The Gist: Although officially led to the gallows in April, HarperStudio — “the imprint of the future” — still has a few babies waiting to be delivered. One of these is Sam Wasson’s look at Breakfast at Tiffany’s, an anecdote by anecdote look at the impact the film had on the women of the ’60s.
Author: Sam Wasson
Page Count: 204
Pages Read: 185
Does It Work? Wasson’s theory is that, by having a good girl (Audrey) play the bad girl (Holly), Breakfast at Tiffany’s showed America’s young ladies that one can be sexy without being evil. The movie’s trouble is that Audrey is goofy, not sexy, and Fifth Avenue, 5 A.M. suffers from the same limpness. The film is safe, and so is this book.

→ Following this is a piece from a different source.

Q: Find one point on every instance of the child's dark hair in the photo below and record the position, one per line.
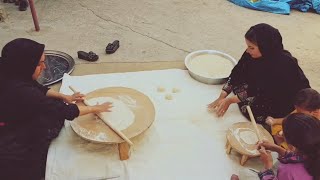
(308, 99)
(251, 36)
(303, 132)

Best Moment So Far: On Billy Wilder, surprised: “Wilder thought for a moment and then did what for the future director of Some Like It Hot what was the only natural thing to do: he leapt into the closet.”
Odds We’ll Finish It: 20/1. We stampeded through 90% of the book in a few morning hours, with speed leant by large font and shallow observations. But on setting it down, we lost interest in seeing what happens in that last tenth.
Read Instead: As far as role models go, we prefer the other Hepburn.